Felipe estaba hablando consigo mismo. Se veía desdoblado en dos Felipes. Uno era el que sentía, experimentaba, seguía unos criterios y se dejaba llevar por sus impulsos. Una experiencia que debía tener presente. Otro era el que reflexionaba, leía, aprendía y veía cómo podía incorporar esos nuevos conceptos a su vida. Era un mecanismo que repetía en muchas ocasiones. Su mente veía el desdoble.
Cuando el Felipe lector aprendía conceptos novedosos y distintos a los que vivía en su vida diaria, siempre tenía que confirmar con el Felipe de experiencia que llevaba a cabo sus pensamientos a la acción en cada instante de su vida. Así, hasta que los dos Felipes no se ponían de acuerdo, los nuevos conceptos se quedaban en el Felipe lector. Una vez confirmados con el Felipe de experiencia, entonces se incorporaban con fuerza, intensidad y vigor.
El Felipe lector había descubierto que nadie era especial: “El Espíritu Santo sabe que nadie es especial”. Una afirmación que, de entrada, chocaba con el Felipe de experiencia. La formulación atraía. Había que pensarla y reflexionarla. Si nadie era especial, eso implicaba que todos éramos igualmente maravillosos y agradables. Si nadie era especial, se deducía que no había categorías, no había comparaciones, no había privilegios. Si nadie era especial, todos éramos igualmente especiales.

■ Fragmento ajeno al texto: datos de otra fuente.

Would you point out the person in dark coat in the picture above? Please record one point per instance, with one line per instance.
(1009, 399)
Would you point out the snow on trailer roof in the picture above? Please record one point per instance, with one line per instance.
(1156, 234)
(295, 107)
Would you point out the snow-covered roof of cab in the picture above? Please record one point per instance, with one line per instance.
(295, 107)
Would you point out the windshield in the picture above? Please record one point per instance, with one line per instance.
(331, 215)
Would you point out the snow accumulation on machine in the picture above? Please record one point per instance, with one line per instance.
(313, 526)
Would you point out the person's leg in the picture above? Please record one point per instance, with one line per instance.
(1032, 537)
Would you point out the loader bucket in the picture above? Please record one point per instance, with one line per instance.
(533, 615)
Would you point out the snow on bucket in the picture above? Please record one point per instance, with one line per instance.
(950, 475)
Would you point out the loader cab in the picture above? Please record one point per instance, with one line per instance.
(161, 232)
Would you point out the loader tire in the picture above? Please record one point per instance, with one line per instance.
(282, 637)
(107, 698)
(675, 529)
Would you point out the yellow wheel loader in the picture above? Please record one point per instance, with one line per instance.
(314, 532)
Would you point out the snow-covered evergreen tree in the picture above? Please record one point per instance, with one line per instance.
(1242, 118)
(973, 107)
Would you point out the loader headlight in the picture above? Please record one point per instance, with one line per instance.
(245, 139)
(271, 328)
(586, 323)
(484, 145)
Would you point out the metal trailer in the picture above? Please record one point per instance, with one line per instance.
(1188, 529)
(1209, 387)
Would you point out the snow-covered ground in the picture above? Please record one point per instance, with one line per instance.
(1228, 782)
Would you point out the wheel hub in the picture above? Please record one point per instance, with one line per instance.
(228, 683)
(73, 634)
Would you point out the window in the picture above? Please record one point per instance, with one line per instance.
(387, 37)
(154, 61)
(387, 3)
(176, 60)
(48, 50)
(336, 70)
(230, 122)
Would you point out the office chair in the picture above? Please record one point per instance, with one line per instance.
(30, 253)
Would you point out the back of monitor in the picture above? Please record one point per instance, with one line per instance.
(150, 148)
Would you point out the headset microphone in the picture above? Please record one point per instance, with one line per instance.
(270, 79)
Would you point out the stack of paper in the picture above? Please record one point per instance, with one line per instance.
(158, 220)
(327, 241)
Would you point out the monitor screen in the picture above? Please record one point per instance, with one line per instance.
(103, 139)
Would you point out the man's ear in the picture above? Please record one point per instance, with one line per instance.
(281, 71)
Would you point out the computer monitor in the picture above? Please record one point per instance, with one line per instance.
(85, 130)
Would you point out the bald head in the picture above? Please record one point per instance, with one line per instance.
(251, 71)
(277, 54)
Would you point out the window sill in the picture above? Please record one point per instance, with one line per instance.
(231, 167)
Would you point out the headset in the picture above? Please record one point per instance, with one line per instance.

Era una nueva mirada sobre los demás muy novedosa. Así se terminaban esas expresiones de: “me gusta”, “no me gusta”, “me cae bien”, “me cae mal”. Se dio cuenta de que, en su interior, sus juicios estaban basados en la naturalidad de la distinción, de la separación y de la mirada distinta según las relaciones que había. Ver la riqueza en el otro era una novedad. Admitía que todo ser humano llevaba una riqueza en su interior.
Admitía que debía corregir, en su mente, la cualidad de su mirada. Si él se sentía como un ser con una riqueza extraordinaria en su interior, debía descubrir en los otros esa riqueza maravillosa. Todos la poseían sin excepción. “El Espíritu Santo sabe que nadie es especial”. La frase se repetía en su mente y se volvía cada vez más grande y verdadera. Aceptaba que admitir la riqueza en los demás confirmaba la riqueza en su interior.
Era un acto de justicia personal. Era una decisión de tratarse a sí mismo de forma comprensiva. Era el camino hacia su interior. Era aceptar que su mente personal no era especial, ni seleccionada, ni particular. Todas las mentes eran iguales y funcionaban de la misma manera. Todas tenían la facultad de elegir, de ser libres, de tomar decisiones, de desarrollar sus dones en una dirección u otra.
Todas las mentes procedían del mismo lugar. Todas las mentes, en realidad, eran una. Y esa unidad golpeaba fuertemente en la mente de Felipe. ¿Por qué hacer distinciones entre los demás? No tenía ningún sentido. Cada persona era similar a otra. Por ello, en lo concerniente a su tesoro interior, todas llevaban su debido equipamiento. El Felipe de la experiencia empezaba a aceptar la propuesta del Felipe lector, curioso, investigador.
Veía cambios en su forma de pensar. Veía cambios en su forma de considerar a los demás. Un vuelco en su mirada. Sin embargo, veía algunas ventajas. Ver a los demás como a sí mismo, le llevaba a apreciarlos y a valorarlos como él se apreciaba y se valoraba. En ese sentido, había igualdad entre todos. Valorar a los demás era la satisfacción de poder ver maravillas creadas por su Padre. Esa idea le llenaba el corazón.
Reconocer que, cuando valoraba a los demás, valoraba realmente al Padre Creador, era una forma de decirle a su Padre Creador, te acepto y acepto a mi hermano en Tu Nombre. El Felipe de experiencia aceptó con amplio corazón la propuesta del Felipe lector: “El Espíritu Santo sabe que nadie es especial”. La frase le había cambiado totalmente la mirada y la consideración. Un nuevo Felipe había nacido con esa comprensión.